New Year's Eve with our lovely headgear


Yesterday the seas were still rough and as a result we didn’t get to Wellington until around 3:30 PM.  It was cloudy and rainy and I decided not to go on the tour I’d booked.  It was a three and a half tour to see the studio where some of the Lord of the Rings films were made.  I figured we’d get back close to 8 PM and I wasn’t in the mood to be out that late. I think I’m getting very lazy but I guess that’s okay on a cruise.  Since our cruise itinerary changed and we were spending the night in Wellington, it was too bad that the tour couldn’t be rescheduled to this morning but I guess with the holiday that wasn’t possible.


Today I didn’t get up until late because I didn’t sleep well and was trying to catch some extra zzz’s.  When I finally got moving I took the shuttle into the center of the city and went for a long walk.  Many places were closed which was okay because I wasn’t looking for anything.  It was just good to get out and walk on stable land for a while.  Downtown looked very clean and modern with a few old buildings that have been preserved.  Had I been more ambitious I could have gone to the museum here, but I just felt like being out in the fresh air for a couple of hours.  I’ll just have to come back another time and see what I missed today.  There was another cruise ship from the Viking cruise line here today too. It’s a little bigger than the Quest but not one of those gigantic ones and it looks very new.

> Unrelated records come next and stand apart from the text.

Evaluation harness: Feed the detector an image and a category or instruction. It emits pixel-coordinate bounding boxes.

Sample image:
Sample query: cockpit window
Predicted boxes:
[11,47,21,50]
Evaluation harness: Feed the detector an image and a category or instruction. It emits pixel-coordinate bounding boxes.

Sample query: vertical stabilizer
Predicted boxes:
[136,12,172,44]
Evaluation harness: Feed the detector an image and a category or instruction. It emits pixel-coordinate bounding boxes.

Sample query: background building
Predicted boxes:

The old government building which is where the shuttle dropped us off

Downtown wasn't really busy.

One of several sculptures along the street


Old Bank Shopping Arcade


We have four more more days here in New Zealand, three in ports and one cruising in Fjordland National Park which is one of the most beautiful places I’ve visited.  Hopefully the weather gods will be with us.  For now that’s all.  I pray that what happened in New Orleans is an outlier and that  the rest of 2025 will bring more peaceful times.